Uruguayan animal health authorities are on the alert following the outbreak of a blue tongue focus among sheep in south Brazil. The outbreak has been located in Santa Maria, in central Rio Grande do Sul, and Uruguay's Agriculture and Livestock ministry has strengthened controls along the border which divides the rich farmland region.
Blue tongue is a non-contagious, insect-borne, viral disease of ruminants, mainly sheep and less frequently cattle, goats, buffalo, deer, dromedaries, and antelope. It is caused by the Bluetongue virus (BTV). The virus is transmitted by the midge Culicoides imicola, Culicoides variipennis, and other culicoids.
Major signs are high fever, excessive salivation, swelling of the face and tongue and cyanosis of the tongue.
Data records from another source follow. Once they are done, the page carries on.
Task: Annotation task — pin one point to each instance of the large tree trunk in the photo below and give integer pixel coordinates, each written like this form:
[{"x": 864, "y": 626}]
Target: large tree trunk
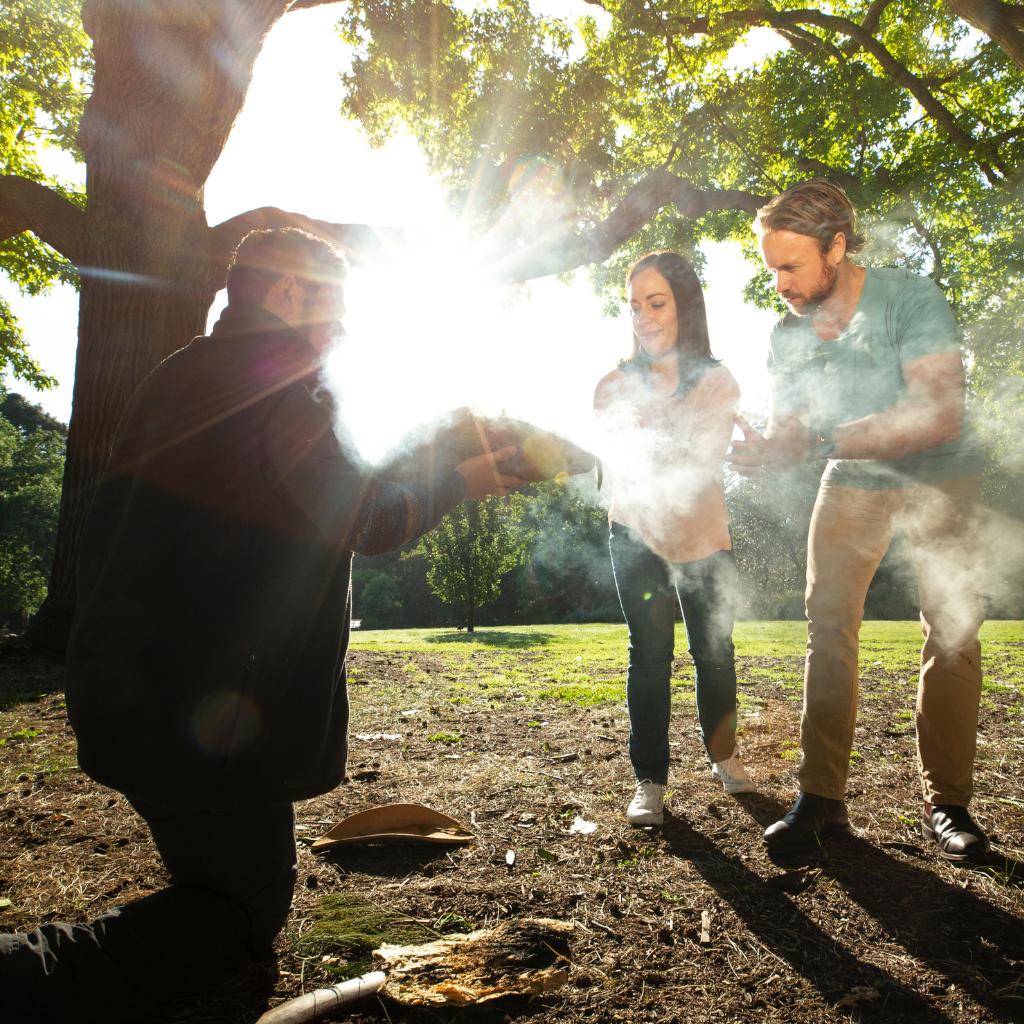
[{"x": 171, "y": 76}]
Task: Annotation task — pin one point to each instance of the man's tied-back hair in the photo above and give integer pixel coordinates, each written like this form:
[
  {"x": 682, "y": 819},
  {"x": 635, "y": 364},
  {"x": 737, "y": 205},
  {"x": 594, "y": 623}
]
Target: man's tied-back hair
[
  {"x": 263, "y": 256},
  {"x": 816, "y": 208}
]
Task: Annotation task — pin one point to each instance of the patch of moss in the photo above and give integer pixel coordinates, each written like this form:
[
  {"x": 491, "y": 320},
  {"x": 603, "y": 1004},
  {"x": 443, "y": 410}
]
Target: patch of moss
[{"x": 349, "y": 928}]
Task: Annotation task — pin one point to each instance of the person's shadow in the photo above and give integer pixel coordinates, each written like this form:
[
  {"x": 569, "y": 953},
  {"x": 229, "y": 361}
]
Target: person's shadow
[{"x": 957, "y": 934}]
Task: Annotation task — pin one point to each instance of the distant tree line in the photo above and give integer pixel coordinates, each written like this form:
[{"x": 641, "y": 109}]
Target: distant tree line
[
  {"x": 539, "y": 557},
  {"x": 556, "y": 569},
  {"x": 32, "y": 455}
]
Swelling of the lips and tongue gives the tongue its typical blue appearance, though this sign is confined to a minority of the animals. Nasal signs may be prominent, with nasal discharge and stertorous respiration.
Carlos Fuellis, head of Uruguay's Animal Health Ministry Division said the disease is not contagious, but can be transmitted by vectors, such as mosquitoes. Abundant nasal discharges, profuse salivation are symptoms particularly among sheep and goats, but can also infect wild hoofed animals.
Vet Fuellis said blue tongue can cause abortions among pregnant ewes, but the most serious consequence is commercial since many markets can be lost when an outbreak of the disease is reported, so it is crucial to be alert.